Updated the default set of TLS protocols and cipher suites that the server will support. As TLSv1 and TLSv1.1 are no longer considered secure (see RFC 8996 for additional information), the server will only support TLSv1.2 and TLSv1.3 (if supported by the JVM) by default. The server will also no longer enable support for TLS cipher suites that use the SHA-1 digest algorithm (which is also no longer considered secure and is not needed for TLSv1.2 or TLSv1.3) or that use the RSA key exchange algorithm (which does not support forward secrecy).

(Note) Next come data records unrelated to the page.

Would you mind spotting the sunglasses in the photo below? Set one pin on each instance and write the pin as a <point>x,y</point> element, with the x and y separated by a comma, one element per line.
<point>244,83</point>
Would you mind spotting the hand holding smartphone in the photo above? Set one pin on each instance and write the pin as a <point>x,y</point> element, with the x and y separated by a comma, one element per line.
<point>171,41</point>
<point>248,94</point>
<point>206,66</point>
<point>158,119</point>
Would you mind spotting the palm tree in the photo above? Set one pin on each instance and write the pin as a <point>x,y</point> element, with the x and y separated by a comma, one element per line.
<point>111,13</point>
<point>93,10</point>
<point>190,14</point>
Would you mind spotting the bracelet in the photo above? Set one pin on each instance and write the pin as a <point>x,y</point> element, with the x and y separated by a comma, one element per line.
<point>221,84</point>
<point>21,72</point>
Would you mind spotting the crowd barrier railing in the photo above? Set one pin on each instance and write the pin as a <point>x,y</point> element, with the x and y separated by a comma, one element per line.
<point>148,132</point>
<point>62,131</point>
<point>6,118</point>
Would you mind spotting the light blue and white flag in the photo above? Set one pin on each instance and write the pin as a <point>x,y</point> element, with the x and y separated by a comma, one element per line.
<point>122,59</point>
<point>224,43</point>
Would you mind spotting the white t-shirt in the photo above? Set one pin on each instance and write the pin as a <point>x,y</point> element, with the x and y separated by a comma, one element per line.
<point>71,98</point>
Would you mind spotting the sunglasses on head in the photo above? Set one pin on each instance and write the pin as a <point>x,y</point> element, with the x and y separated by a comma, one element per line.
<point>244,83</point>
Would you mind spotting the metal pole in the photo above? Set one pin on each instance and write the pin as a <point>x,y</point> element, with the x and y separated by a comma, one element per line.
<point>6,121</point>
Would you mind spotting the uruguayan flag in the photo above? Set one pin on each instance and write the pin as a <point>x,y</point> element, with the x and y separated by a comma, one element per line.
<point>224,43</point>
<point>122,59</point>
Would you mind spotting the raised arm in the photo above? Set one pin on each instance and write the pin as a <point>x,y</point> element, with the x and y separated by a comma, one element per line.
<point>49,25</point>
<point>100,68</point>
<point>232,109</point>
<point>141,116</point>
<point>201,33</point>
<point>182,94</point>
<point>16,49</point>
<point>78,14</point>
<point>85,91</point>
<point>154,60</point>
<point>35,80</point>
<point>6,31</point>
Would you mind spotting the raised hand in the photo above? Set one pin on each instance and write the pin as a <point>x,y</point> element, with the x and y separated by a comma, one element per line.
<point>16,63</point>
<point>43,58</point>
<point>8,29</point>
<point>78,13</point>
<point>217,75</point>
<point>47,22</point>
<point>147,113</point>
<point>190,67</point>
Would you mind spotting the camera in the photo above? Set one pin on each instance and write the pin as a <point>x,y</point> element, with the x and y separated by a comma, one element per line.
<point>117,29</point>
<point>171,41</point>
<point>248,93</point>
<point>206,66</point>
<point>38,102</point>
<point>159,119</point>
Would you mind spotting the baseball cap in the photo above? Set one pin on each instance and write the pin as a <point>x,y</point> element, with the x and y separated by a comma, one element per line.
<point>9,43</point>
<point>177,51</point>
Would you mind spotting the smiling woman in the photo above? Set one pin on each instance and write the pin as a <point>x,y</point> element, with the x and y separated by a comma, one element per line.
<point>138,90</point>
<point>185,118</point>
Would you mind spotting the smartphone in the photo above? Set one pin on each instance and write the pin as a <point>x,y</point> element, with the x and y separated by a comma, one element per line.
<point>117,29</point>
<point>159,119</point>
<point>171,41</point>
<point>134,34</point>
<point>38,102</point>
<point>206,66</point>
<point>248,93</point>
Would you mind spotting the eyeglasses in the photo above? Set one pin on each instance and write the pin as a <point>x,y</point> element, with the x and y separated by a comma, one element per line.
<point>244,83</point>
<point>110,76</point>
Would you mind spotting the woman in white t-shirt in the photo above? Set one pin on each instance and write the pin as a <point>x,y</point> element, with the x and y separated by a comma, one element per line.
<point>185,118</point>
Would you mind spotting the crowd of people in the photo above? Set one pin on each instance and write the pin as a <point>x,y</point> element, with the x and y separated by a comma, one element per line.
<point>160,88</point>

If you need to enable support for legacy TLS protocols or cipher suites, you may do so through the server configuration. This can be enabled on a per-connection-handler basis using the ssl-protocol and ssl-cipher-suite configuration properties. Alternatively, you may use the ssl-protocol and ssl-cipher-suite properties in the crypto manager configuration to set default values that will be used by connection handlers that do not explicitly specify values for those properties.

DS-44223

The 8.2.0.0 release introduced a defect where signed deployment packages produced by the Policy Editor were unusable by the PingAuthorize Server without additional configuration in options.yml. The sample signed deployment package in the options.yml file now includes the additional configuration by default.

DS-44316

Reduced the JVM memory requirements for many command line tools. This avoids memory pressure when multiple tools, such as a scheduled collect-support-data task, are run concurrently to the server process. For most tools, the initial heap size has been reduced to 128 MB, and for certain tools the maximum heap size has capped at 512 MB. On systems with larger amounts of memory, these tools previously were allotted unnecessarily large heaps. The maximum heap size has not been reduced for any tool that especially benefits from having more memory.

DS-44390

Fixed an issue where logs from setting up a new server could be lost when running the manage-profile replace-profile subcommand.

DS-44410

When deployed to a web application server such as Apache Tomcat, the Administrative Console will now write log messages to the application server's console output by default.

DS-44436

Addressed an issue in which attempting to add a member that already existed in a non-default server group would cause an error. Adds of duplicate members are now ignored and no errors are thrown.

DS-44531

Updated the manage-profile replace-profile command to avoid printing warnings for offline config changes from the new server profile.